16 – Applications
After an individual does you a favor, it is considered polite in United States culture to respond with a written note expressing your gratitude. Common scenarios where you might write a thank-you note include when a professor or boss agrees to write you a letter of recommendation, your relatives send you a present for your birthday or graduation, or after a hiring manager has met with you for an interview. By sending a short, personal message that thanks the giver, you show that you value their time, resources, and relationship to you. In job scenarios, the thank-you letter also conveys professionalism by showing your ability to follow-up on tasks and be courteous to your future co-workers.
Most thank-you letters follow a basic format, though you may vary or add content based on the event and your audience. Below is the standard format for most thank-you letters and notes.
- Statement of thanks for the specific favor or gift.
- Statement of personal connection between the giver and the recipient.
- Statement of desire to connect personally again.

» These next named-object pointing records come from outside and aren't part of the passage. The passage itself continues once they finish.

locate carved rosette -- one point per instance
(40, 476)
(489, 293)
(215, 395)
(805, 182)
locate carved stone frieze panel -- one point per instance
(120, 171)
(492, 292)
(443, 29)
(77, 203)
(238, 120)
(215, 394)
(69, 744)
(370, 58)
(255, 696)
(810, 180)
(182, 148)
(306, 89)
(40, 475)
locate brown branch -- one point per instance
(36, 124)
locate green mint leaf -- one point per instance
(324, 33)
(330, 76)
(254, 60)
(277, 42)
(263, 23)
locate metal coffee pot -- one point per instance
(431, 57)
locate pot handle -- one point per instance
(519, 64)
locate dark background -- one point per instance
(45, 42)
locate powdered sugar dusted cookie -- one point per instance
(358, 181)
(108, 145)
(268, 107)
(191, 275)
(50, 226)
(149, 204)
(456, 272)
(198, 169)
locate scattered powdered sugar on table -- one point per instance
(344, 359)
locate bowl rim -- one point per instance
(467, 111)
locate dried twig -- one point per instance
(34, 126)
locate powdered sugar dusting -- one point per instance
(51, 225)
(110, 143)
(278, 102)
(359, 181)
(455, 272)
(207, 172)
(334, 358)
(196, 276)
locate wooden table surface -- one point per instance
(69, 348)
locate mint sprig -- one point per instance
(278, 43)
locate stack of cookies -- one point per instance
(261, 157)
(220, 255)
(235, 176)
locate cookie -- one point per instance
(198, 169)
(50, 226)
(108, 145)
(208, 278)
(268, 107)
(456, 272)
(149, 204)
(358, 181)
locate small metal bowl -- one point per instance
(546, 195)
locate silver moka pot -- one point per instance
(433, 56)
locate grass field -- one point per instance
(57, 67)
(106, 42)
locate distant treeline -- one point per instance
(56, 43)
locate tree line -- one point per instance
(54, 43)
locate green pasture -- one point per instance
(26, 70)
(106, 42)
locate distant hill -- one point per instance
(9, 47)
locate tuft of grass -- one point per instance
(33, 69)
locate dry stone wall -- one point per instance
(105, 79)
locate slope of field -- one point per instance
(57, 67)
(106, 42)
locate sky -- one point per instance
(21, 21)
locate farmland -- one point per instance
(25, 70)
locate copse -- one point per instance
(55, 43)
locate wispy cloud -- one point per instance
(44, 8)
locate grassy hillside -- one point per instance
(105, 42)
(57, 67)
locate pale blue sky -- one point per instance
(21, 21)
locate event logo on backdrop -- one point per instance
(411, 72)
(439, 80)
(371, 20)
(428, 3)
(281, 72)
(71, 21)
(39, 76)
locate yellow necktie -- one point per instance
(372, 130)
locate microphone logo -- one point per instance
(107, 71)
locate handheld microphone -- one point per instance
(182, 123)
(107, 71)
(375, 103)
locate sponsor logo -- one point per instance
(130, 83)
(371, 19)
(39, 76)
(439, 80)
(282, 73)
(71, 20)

- Repeated, short statement of thanks.
With close family and friends, you usually do not need to be so formal. A text message, direct message, or phone call expressing thanks is often more than sufficient (and more personal) than an email. However, the more distant the family member or acquaintance, you may opt for more formality by sending a handwritten thank-you card by mail.
As a job hunter, you will compose a thank-you letter typically after each interview stage. This message is usually sent via email or whatever channel you have already established for communication within 48 hours of the interview. In your message, be sure to indicate your continued interest in the position or state if you have decided to take another job offer elsewhere. Below, in Figure 16.7, is a sample thank-you message.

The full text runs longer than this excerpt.